Integrate Self-Trust into Strategic Planning: Apply your action and alignment framework to blend intuition with strategic business planning effectively. Encourage decisions that are both intuitively aligned and strategically sound, moving away from reactive choices aimed at pleasing others to proactive steps towards your vision.

In today’s society, the tendency to prioritize others’ needs and expectations over one’s own can lead to significant emotional and psychological challenges. In this series, we would like to explore the complex dynamics of people-pleasing behavior and its impact on individual well-being and relationships. We would like to discuss the root causes of people-pleasing behavior, its effects on personal and professional life, and practical steps for cultivating healthier relationships and self-esteem. We hope that this series can provide insights, strategies, and real-life experiences that can help individuals navigate and overcome the pitfalls of being a people pleaser. As part of this series, we had the pleasure of interviewing Anna Wojtowicz.

Anna Wojtowicz is a first-generation immigrant, Speaker, Host of The Limitless Podcast and Founder of The AW Creative, a business and mindset advisory. She’s on a mission to help ambitious high-performing women redefine success by stepping into their purpose and peace without sacrificing profits, ultimately finding a balance between ambition and inner peace. Anna has spent a decade in NYC working in the Marketing and Ad Sales department of brands such as Teen Vogue, Vogue, Martha Stewart and The Smithsonian Magazine. She has supported over 100+ female entrepreneurs to start and scale to multi 6 figure brands within her business consulting services. While the success speaks for itself, she’s now helping them with the other 50% of entrepreneurship and that’s living sustainable lives outside of business. After burning out in corporate and then burning out again scaling her business to multi-six figures and accomplishing every milestone by 30 she hit a wall and realized that no amount of success will ever fill the “it’s enough” void because ambition without inner peace feels empty.

Thank you so much for your time! I know that you are a very busy person. Our readers would love to “get to know you” a bit better. Can you tell us your “Origin Story”? Can you tell us the story of how you grew up?

My parents and I immigrated from Poland to The States when I was 5 and I grew up in a very small town in Florida. I was the oldest daughter, ambitious, didn’t need to be told to do anything, always prepared. Growing up in an immigrant household is an interesting experience because you’re always managing two separate identities which as a child you don’t even realize until you become an adult and realize oh I’ve developed hyper independence.

Can you tell us a bit about what you do professionally, and what brought you to this specific career path?

I never really knew what I wanted to do but I always knew I wanted to have some sort of impact on the world and honestly I didn’t figure out what that was till I was 30. So now it’s funny looking back to when I was 23 thinking I was behind not having life figured out. I’ve spent over a decade in NYC working in ad sales and digital marketing departments of publications like Martha Stewart, The Smithosnian and Teen Vogue.

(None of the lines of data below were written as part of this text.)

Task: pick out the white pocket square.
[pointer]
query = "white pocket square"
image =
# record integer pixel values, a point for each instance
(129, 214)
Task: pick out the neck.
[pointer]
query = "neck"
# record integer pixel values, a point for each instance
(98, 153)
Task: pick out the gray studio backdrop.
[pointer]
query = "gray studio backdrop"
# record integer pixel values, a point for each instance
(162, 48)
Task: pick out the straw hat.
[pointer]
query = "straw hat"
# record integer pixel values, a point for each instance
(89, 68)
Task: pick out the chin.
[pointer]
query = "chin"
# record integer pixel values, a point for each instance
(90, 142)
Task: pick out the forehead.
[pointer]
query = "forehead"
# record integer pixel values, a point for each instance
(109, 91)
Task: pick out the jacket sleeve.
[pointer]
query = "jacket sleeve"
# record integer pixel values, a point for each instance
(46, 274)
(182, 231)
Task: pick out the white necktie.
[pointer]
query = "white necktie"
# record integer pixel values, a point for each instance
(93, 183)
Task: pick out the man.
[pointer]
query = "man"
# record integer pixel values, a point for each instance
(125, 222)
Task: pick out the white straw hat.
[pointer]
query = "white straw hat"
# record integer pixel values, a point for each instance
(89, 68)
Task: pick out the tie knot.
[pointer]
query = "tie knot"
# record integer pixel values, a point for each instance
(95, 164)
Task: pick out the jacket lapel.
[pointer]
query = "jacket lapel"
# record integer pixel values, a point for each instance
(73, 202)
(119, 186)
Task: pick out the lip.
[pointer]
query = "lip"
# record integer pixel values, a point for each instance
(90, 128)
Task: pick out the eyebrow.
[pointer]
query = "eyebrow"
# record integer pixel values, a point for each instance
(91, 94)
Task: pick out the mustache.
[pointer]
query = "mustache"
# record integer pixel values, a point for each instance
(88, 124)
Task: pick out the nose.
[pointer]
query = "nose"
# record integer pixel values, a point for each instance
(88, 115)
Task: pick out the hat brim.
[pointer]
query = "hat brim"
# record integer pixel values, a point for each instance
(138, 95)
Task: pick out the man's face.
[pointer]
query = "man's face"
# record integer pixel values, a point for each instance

When 2020 happened I got laid off and started to look for another job but every time I had a phone interview my heart sank. It was like my intuition was screaming “don’t do it”. I was physically, mentally, and spiritually drained from burnout in corporate. So I started thinking with all of my knowledge why couldn’t I try going out on my own and consulting? So that’s what I did. I moved home to FL for 1 year because I couldn’t afford NYC rent with no income, with the goal of starting my own consulting agency targeted at helping female entrepreneurs start and scale their brands. Within 11 months I had doubled my yearly corporate salary and was back in NYC in my dream apartment.

However in 2023 I hit burnout again which is so common for high achievers and entrepreneurs. Not only did business burn me out but I suffered a loss and grief completely took over my life. I had always prided myself on being able to bulldoze through any problem but in grief I realized that I accomplished every milestone by 30 and yet no amount of success ever filled the “it’s enough” void because ambition without inner peace feels empty. There was nothing driving the success other than wanting to feel success and self worth.

I made the hard choice to go on sabbatical from my business for 1 year. After a year of a deep healing journey to heal my addiction to success and the need to achieve, I realized that adding in inner work didn’t take away my ambitious identity or strategy, it simply removes the pressure and expectations that are sabotaging my authentic core beliefs and desires from amplifying my success & lifestyle.

The experience has had such a profound impact on me that’s become my mission in life. I now work to help ambitious women redefine success by stepping into their purpose and peace without sacrificing profits by infusing strategy with practical mindset and spirituality tools for holistic success.

Thank you for all that. Let’s now turn to the main focus of our discussion about People Pleasing. To make sure that we are all on the same page, let’s begin with a simple definition. What does “People Pleaser” mean to you?

To me as an entrepreneur it means serving without being served in return.

On the surface, it seems like being a person who wants to please others is a good thing. Can you help articulate a few of the challenges that come with being a people pleaser?

As an entrepreneur, pleasing people is such a delicate balance because as business owners, especially service providers, we’re selling not only our services but ourselves through our brand. So not only do we want to fill a gap in the marketplace based on what consumers want and give them a fantastic result but we also want to do it in a way that serves our purpose and mission as well. What I see all the time though is we create a people pleasing business through offers, marketing, sales and then we wonder why we feel burnt out and unfulfilled.

Does being a people pleaser give you certain advantages? Can you explain?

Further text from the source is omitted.